Uganda stresses that the first thing any country faced with an HIV/AIDS problem must do is to recognize the seriousness of the problem, and then resolve to deal with it. Uganda now is concentrating on educating young people in the country and supporting AIDS orphans.
Uganda was the home of the notorious dictator,Idi Amin, who ruled in the 1980's, and after him, Milton Obote. During this terrible period of history, up to half a million people were killed in state-supported violence.
In 1986, Yoweri Museveni became president. Since that time, abuses by the army have been almost eliminated. However, Uganda has also struggled through two civil wars since then, and in Northern Uganda, the rebel Lord Army is still terrorizing the population.
The AIDS virus was first discovered in Uganda in the 1980's. One theory about the virus is that it was transmitted from ape to man when hunters obtained 'bush meat' from the jungle and became contaminated by the blood.
All over this part of Africa, women may be afraid to tell their husbands they have the HIV virus, because he can then refuse to support her in any way.

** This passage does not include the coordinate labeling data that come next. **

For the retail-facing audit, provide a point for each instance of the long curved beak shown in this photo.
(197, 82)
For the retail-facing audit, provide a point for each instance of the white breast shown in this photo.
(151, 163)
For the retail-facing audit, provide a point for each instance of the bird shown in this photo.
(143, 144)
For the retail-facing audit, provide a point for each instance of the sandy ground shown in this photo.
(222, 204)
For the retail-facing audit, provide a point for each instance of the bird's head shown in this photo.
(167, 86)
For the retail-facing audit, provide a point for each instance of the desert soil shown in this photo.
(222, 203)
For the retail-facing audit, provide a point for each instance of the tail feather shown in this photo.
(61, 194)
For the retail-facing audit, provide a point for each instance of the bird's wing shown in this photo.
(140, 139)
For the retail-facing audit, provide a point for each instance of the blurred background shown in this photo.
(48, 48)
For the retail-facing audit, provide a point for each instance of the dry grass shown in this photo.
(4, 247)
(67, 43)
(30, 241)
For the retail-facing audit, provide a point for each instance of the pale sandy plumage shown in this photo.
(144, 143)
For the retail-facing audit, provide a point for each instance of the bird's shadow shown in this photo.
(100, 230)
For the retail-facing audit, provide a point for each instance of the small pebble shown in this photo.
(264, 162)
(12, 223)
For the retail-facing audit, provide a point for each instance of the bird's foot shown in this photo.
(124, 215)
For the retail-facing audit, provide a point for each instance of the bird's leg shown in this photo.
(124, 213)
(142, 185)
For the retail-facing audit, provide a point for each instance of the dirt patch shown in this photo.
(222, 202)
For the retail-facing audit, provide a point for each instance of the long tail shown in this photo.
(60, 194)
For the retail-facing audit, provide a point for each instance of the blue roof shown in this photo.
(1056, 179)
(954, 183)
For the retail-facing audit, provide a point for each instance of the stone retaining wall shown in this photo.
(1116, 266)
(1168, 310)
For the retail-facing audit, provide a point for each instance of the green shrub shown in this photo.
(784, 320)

Uganda, however, is far ahead of most other countries in the region in its fight against AIDS. Uganda has some of the continent's most experienced and dedicated AIDS doctors, and a renowned prevention program which promotes AIDS education. There are strong networks of HIV-positive people, and a supportive government. This country has everything except money.

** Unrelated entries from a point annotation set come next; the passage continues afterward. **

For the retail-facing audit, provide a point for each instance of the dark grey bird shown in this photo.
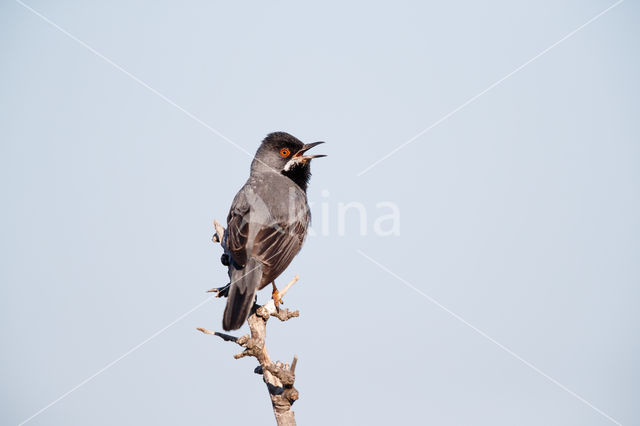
(267, 223)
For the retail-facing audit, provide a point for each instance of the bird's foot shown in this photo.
(221, 291)
(275, 295)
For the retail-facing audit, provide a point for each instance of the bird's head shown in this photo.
(286, 154)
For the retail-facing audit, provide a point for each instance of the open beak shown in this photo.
(300, 158)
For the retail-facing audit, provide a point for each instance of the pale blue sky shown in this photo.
(519, 213)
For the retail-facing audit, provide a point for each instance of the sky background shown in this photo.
(519, 214)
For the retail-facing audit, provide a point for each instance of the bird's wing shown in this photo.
(277, 244)
(238, 228)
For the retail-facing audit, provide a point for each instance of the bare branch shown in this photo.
(278, 377)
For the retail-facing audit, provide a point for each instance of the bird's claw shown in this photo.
(221, 291)
(275, 295)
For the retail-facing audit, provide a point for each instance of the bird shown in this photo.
(267, 223)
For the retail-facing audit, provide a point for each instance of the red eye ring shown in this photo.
(285, 152)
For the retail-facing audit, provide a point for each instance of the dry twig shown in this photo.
(278, 377)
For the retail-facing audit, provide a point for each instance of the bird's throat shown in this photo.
(300, 174)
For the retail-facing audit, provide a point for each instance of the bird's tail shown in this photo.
(244, 285)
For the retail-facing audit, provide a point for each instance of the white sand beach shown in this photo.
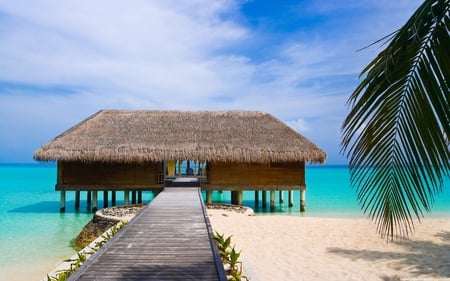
(303, 248)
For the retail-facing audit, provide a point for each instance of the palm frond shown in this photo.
(396, 134)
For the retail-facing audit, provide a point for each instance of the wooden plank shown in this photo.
(171, 239)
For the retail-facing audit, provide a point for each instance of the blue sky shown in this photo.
(61, 61)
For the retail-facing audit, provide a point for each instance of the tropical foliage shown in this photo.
(396, 133)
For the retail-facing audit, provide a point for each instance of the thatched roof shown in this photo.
(148, 136)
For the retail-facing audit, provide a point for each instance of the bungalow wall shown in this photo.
(103, 176)
(256, 175)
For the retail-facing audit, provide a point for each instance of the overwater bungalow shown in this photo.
(146, 150)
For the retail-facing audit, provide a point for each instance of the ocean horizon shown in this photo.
(35, 237)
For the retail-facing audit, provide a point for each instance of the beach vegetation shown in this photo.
(82, 256)
(396, 133)
(230, 258)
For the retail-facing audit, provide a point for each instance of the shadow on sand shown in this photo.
(420, 258)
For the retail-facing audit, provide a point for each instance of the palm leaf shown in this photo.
(396, 134)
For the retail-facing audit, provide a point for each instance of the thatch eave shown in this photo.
(149, 136)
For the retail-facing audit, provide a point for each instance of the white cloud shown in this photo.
(68, 59)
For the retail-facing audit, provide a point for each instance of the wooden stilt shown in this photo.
(239, 197)
(179, 167)
(140, 197)
(264, 199)
(94, 201)
(105, 199)
(113, 198)
(272, 200)
(126, 197)
(77, 200)
(133, 197)
(302, 200)
(291, 198)
(62, 201)
(89, 200)
(234, 197)
(209, 196)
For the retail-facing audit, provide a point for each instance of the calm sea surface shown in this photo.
(35, 237)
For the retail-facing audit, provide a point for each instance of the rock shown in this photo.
(103, 220)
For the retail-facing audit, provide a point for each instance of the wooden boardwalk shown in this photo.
(170, 239)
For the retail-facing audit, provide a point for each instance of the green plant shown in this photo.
(230, 258)
(81, 258)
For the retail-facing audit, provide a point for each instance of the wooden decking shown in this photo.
(170, 239)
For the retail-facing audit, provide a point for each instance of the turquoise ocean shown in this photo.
(35, 237)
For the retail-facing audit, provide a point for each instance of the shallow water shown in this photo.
(35, 237)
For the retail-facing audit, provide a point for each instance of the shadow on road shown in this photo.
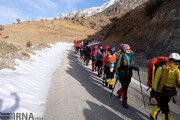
(6, 114)
(93, 84)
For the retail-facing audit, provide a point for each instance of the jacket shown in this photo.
(122, 68)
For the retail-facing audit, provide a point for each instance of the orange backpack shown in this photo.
(156, 62)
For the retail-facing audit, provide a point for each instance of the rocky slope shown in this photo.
(149, 36)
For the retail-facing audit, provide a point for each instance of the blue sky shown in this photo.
(35, 9)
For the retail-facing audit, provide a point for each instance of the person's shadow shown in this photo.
(7, 113)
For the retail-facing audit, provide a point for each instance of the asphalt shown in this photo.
(77, 93)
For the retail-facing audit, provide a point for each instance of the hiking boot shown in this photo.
(110, 87)
(106, 84)
(119, 92)
(125, 106)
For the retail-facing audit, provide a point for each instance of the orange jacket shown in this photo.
(108, 58)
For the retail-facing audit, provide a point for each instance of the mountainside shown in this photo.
(149, 36)
(113, 7)
(38, 32)
(103, 21)
(84, 13)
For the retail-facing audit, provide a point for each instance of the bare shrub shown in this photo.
(151, 6)
(28, 44)
(6, 37)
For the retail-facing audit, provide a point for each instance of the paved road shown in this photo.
(77, 94)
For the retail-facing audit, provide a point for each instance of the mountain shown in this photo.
(128, 4)
(150, 32)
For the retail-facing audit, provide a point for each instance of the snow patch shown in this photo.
(25, 90)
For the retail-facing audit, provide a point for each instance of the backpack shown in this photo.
(153, 64)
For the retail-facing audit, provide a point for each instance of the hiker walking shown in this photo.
(167, 78)
(92, 54)
(99, 59)
(110, 60)
(124, 66)
(104, 63)
(87, 52)
(77, 44)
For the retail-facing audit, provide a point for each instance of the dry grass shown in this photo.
(28, 44)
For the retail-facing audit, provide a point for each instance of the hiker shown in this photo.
(165, 82)
(110, 60)
(87, 52)
(77, 46)
(104, 62)
(124, 66)
(92, 54)
(99, 59)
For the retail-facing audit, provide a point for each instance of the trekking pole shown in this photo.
(174, 101)
(141, 90)
(114, 87)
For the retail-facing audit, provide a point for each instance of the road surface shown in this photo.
(77, 93)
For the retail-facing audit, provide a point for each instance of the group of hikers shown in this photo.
(163, 75)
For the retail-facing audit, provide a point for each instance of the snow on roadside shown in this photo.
(138, 83)
(25, 90)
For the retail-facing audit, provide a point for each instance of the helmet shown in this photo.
(112, 48)
(174, 56)
(96, 46)
(107, 47)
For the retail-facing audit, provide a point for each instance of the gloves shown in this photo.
(116, 76)
(138, 69)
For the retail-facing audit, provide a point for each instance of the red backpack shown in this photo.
(156, 62)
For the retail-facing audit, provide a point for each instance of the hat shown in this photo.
(125, 46)
(107, 47)
(96, 46)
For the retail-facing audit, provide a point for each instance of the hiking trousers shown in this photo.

AIDS treatment in Uganda is generally very basic. The main problem here is hunger. AIDS patients often consider food their most important need, and when an AIDS patient dies, the mourning of the family is not only for the loved one, but for the loss of a person who helped with the farm.
Africans struggle to sort out their priorities. Is it food? clean water? basic medicines? Western medicines are so expensive they can hardly be considered.

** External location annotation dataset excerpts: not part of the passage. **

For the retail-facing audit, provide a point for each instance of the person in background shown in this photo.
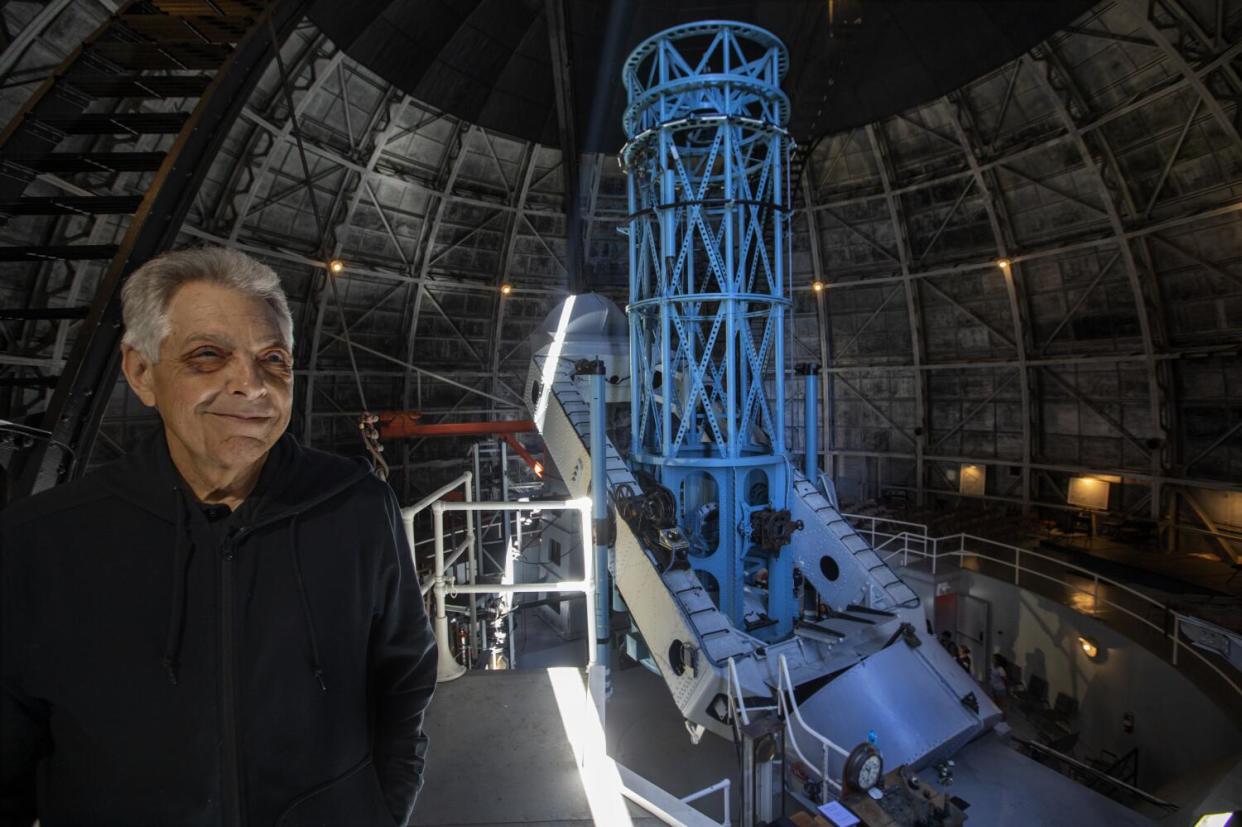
(997, 683)
(222, 627)
(964, 659)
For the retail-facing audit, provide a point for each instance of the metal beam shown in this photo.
(1001, 226)
(1138, 13)
(913, 307)
(557, 14)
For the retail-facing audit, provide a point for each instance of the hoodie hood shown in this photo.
(293, 479)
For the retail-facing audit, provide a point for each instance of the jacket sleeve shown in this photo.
(403, 662)
(24, 730)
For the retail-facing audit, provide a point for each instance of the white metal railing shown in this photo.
(442, 586)
(790, 713)
(954, 546)
(724, 786)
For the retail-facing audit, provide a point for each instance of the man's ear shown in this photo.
(139, 374)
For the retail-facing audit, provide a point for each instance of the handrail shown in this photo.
(933, 550)
(790, 712)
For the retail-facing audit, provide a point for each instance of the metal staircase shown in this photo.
(170, 75)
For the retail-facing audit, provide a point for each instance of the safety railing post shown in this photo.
(824, 775)
(1176, 636)
(447, 667)
(471, 568)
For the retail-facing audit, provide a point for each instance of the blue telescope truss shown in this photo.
(707, 162)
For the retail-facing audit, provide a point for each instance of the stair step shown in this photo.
(134, 123)
(173, 55)
(73, 204)
(60, 252)
(66, 163)
(138, 86)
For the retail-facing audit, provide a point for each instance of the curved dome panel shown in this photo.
(487, 61)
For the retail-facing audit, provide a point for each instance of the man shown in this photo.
(224, 627)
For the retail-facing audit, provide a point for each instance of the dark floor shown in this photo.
(1123, 609)
(501, 755)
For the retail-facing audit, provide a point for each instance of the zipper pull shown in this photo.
(230, 546)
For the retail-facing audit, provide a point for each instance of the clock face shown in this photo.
(868, 774)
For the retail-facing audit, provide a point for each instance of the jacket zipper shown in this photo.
(227, 683)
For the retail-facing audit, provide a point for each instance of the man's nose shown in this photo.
(246, 378)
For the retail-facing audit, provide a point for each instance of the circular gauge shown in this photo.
(863, 768)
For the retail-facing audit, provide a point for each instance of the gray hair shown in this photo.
(148, 291)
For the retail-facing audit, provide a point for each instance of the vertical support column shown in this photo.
(810, 371)
(446, 667)
(600, 519)
(471, 568)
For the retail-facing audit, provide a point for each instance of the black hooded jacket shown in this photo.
(170, 663)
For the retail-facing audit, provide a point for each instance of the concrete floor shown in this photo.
(499, 754)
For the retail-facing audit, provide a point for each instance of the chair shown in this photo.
(1036, 694)
(1066, 707)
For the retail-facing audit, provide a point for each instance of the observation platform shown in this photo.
(499, 753)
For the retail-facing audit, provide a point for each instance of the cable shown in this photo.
(36, 433)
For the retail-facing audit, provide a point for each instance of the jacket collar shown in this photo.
(293, 479)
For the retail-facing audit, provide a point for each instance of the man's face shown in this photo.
(224, 381)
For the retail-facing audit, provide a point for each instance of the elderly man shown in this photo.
(224, 627)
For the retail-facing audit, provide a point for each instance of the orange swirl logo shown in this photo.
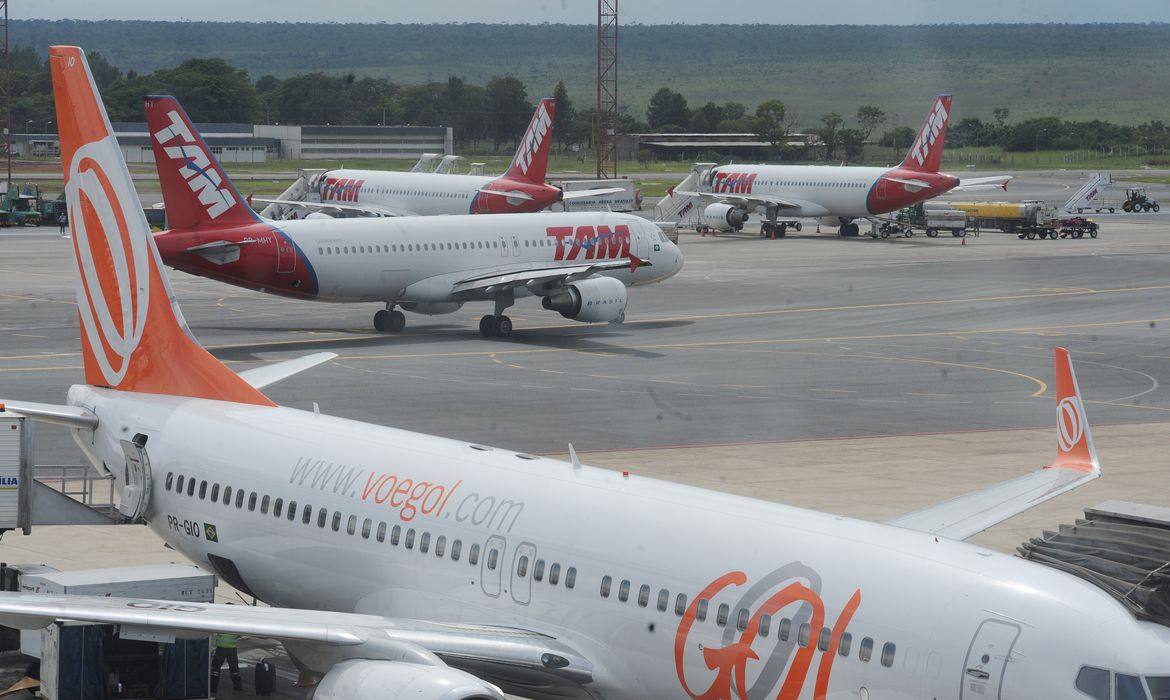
(112, 262)
(1069, 423)
(729, 664)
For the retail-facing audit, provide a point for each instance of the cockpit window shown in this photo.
(1128, 687)
(1160, 686)
(1093, 683)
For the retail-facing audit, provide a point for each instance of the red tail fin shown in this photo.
(927, 152)
(195, 189)
(1074, 441)
(133, 336)
(531, 160)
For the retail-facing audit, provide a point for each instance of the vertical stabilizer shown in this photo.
(133, 336)
(195, 189)
(926, 155)
(531, 160)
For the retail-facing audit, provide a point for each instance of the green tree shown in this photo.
(667, 108)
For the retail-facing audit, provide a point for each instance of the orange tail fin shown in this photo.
(926, 155)
(133, 336)
(1074, 440)
(531, 160)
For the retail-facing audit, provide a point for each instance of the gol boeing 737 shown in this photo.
(406, 565)
(579, 263)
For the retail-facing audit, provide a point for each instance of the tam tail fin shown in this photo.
(531, 160)
(926, 155)
(133, 336)
(1074, 439)
(195, 189)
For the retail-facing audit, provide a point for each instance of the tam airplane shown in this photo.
(834, 194)
(579, 265)
(387, 193)
(401, 565)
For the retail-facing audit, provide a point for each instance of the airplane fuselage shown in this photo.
(663, 588)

The first manual on AIDS written by an African doctor laid out the philosophy, "Use what you have." AIDS patients are subject to many diseases. Thrush, a painful fungal infection which afflicts virtually every AIDS patient, makes it hard to eat because of the pain of swallowing. Dr. Katabira has found that sucking the tablets of nystatin (a very inexpensive treatment) is a more effective treatment than swallowing them, since more of the medicine is absorbed in the throat. Skin rashes are also extremely common in HIV patients. If the rash is very bad, he prescribes a sedative, to help the patient sleep.
Small things make a big difference. Reducing alcohol intake. Visiting a doctor as soon as you feel ill. And dealing with the problem of dependents. If the patient is worried about what will happen to her children, she will never feel better.
Almost all the infections that result from AIDS can be treated--in rich countries. But in Uganda, if you get CMV, a viral infection that blinds and kills, that's the end of the story. The drugs are too expensive. The same is true of cryptococcal meningitis. AIDS pneumonia is also preventable, but not with Third World budgets. Most Ugandan patients get painful genital sores, but less than one percent of Ugandan patients can afford the treatment.
TB, one of the commonest AIDS-related illnesses, has flooded hospital wards. And when a patient, or his family, sense that the end is near, they often ask that the patient be discharged for monetary reasons--they can use the money they still have for transport home, because it's cheaper when the person is still alive than when he is dead.